1. In situ data preparation
2. In situ data sampling design
The two main purposes of the in situ data collection are referred to as algorithm training/calibration and output validation.
The training and validation datasets should be completely different and spatially independent. In situ data are split into two subsets, the first one used for training the algorithm, the second one used to assess the quality of the output. This would be a proper validation dataset only if all of the samples were distributed over the entire area of interest and then randomly split into calibration and validation subsets.
Training - Calibration
The sampling objective for the calibration dataset is to encompass the entire diversity of situations existing in the region of interest to represent the range of possible spectral and temporal signatures. To produce an agricultural land mask delineating cropland versus non-cropland, all land cover types must be included in the calibration dataset. Otherwise, the non-documented land cover types are allocated to the cropland or non-cropland class in an uncontrolled manner.

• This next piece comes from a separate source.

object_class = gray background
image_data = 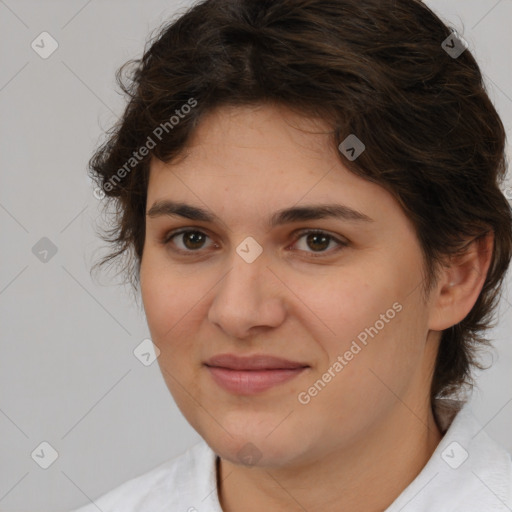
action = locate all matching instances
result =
[0,0,512,512]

The samples are targeted to establish the necessary links between a given landscape type (wetlands, urban area, water, etc.) and the existing range of corresponding spectral and temporal signatures.
Validation
The objective of a validation dataset is to provide a statistically sound estimate of the accuracy of the output map based on an independent reference information source. The accuracy of a map is assessed by measuring the degree of agreement between the output map and the validation dataset. Several metrics of classification accuracy can be derived from the confusion matrix, which corresponds to a two- dimensional contingency table matching the mapped and observed class for each sample.